DONALD RUMSFELD, SECRETARY OF DEFENSE:  Indeed in the decades before World War II, a great many argued that the fascist threat was exaggerated, or that it was somebody‘s else‘s problem.  I recount that history, because once again we face similar challenges in efforts to confront the rising threat of a new type of fascism. 


O‘DONNELL:  Reverend Sharpton, let me ask you to respond to that.  As Rumsfeld is saying the world faces, quote, “a new type of fascism,” those that critique the war strategy essentially are doing like what they tried to do in the ‘30‘s appeasing the Nazis, he says.  And that those critics are suffering from moral and intellectual confusion.  Your response? 

SHARPTON:  I think that that is way over the top.  I mean, it‘s almost insulting on the intelligence of the American people. 

First of all, the national security are those that attacked us, and those that attacked us was al Qaeda and Osama bin Laden, not those in Iraq.  Thos in Iraq clearly are not good guys, clearly they are people that I don‘t know anyone that supported.

But if we are talking about protecting ourselves from the threat, and those who in fact attacked us, Iraq was clearly not part of that.  There is no evidence that despite Rumsfeld‘s best eforts that connected them, why are we going after who was not going after us?  In World War II that was not the case. 

O‘DONNELL:  Let me ask Governor Gilmore about this.  Because it‘s an interesting change of rhetoric that the administration has been using.  They‘ve been talking about Islamic fascists.  And now, of course, Rumsfeld today saying this essentially this is like apeasing the Nazis in the 1930‘s.  Trying to set the war up on terror like the fight in World War II.

But it‘s the strangest of turns, because as I‘ve covered this administration, they‘ve always made the point, especially from the Pentagon, this is not a traditional enemy that we‘re fighting.  This is not enemy with an army, with a navy, with uniforms.  So is that an appropriate analogy to say that it‘s like fighting the Nazis?

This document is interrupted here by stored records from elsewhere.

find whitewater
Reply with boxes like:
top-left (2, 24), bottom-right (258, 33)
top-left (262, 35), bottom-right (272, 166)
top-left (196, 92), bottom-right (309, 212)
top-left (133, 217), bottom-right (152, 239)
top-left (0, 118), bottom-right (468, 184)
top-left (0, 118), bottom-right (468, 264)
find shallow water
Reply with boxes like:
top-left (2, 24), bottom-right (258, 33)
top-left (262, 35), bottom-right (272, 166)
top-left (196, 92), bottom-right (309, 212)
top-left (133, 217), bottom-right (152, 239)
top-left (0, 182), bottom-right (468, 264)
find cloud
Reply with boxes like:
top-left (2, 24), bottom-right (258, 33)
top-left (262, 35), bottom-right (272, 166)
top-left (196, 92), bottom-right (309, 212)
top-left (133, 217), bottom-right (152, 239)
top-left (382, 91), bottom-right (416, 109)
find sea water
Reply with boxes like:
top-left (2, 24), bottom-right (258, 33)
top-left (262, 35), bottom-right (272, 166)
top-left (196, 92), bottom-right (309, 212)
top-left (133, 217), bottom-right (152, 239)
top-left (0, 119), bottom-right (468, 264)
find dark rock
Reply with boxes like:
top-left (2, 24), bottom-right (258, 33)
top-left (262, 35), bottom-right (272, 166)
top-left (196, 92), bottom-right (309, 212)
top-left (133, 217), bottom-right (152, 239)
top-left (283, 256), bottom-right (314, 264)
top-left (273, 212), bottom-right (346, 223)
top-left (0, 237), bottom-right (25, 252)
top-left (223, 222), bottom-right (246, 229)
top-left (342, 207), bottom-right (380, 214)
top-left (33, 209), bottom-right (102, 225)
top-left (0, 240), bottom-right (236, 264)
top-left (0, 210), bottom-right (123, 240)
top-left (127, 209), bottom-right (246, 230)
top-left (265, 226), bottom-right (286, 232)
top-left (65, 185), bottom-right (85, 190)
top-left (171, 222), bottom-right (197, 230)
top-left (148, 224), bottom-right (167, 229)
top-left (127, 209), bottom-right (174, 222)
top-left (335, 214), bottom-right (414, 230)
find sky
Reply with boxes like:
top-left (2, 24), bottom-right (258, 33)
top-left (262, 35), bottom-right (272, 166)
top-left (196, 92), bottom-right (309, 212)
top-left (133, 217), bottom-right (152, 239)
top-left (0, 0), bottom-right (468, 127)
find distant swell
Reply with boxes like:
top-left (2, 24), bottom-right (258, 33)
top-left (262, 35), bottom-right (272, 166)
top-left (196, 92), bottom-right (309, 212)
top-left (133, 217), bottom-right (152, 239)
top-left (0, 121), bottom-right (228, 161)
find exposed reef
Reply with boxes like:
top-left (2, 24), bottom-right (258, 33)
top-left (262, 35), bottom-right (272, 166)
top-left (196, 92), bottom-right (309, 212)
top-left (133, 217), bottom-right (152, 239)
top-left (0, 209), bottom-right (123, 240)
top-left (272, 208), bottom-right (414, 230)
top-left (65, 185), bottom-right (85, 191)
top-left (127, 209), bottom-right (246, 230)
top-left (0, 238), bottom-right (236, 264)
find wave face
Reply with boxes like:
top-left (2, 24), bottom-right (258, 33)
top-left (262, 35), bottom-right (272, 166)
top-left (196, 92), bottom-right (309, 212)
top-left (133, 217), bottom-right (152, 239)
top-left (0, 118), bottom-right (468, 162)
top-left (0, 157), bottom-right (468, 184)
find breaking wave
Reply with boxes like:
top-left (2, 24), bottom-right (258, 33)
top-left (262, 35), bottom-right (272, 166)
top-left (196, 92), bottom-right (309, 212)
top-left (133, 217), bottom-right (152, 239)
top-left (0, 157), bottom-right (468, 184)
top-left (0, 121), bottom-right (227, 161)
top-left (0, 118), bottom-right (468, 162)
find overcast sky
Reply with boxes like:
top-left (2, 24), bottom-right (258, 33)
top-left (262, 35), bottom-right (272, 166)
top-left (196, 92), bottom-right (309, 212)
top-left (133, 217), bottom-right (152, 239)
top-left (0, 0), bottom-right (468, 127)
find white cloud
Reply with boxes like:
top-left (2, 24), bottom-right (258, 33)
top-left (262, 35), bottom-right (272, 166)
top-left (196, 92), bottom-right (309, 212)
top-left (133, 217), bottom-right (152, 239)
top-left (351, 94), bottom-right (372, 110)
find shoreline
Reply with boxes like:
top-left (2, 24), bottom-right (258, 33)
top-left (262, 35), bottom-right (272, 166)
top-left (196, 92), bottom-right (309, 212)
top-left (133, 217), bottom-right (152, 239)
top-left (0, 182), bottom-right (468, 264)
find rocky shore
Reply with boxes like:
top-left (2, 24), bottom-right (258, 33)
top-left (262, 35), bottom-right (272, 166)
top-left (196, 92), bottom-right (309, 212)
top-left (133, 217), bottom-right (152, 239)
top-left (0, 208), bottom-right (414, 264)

GILMORE:  Well, you know Norah, I would say several things.  Number one, I would say we should agree that a pricipitous withdrawal would be injurious to the United States.  I think most people agree with that.

And second of all, I think that this is a complicated situation.  I think that this is a different kind of war.  We have always said that it was a different kind of war. 

And if I were at this point trying to fight facsists, I would want to make sure that we were intolerant of them and trying to kill them the way that we should be with al Qaeda, and at the same time drawing to us people who are willing to ally with us.  Which means that we have to have a military strategy, a diplomatic strategy and we have to capture the moral high ground everywhere.  And that‘s the challenge that we face.

O‘DONNELL:  The Democrats responded to this, saying that this was a political rant by Secretary Rumsfeld to you cover up the incompetence of this administration.  That‘s the word the Democrats are going to use all through the next several weeks.

GILMORE:  Well, they‘re using that world again.  But I think that the American people have expressed confidence in the Republican Party, because of it‘s background of working and meeting these kinds of changes.  And I think we are still working to do that.

But it is going to take a complicated view of the world.  And I believe that absolutely.

O‘DONNELL:  All right.  Well, President Bush is also going to address the American Legion later this week.  We‘ll be watching.

Thank you to Al Sharpton and Jim Gilmore.  Play HARDBALL with us again on Wednesday.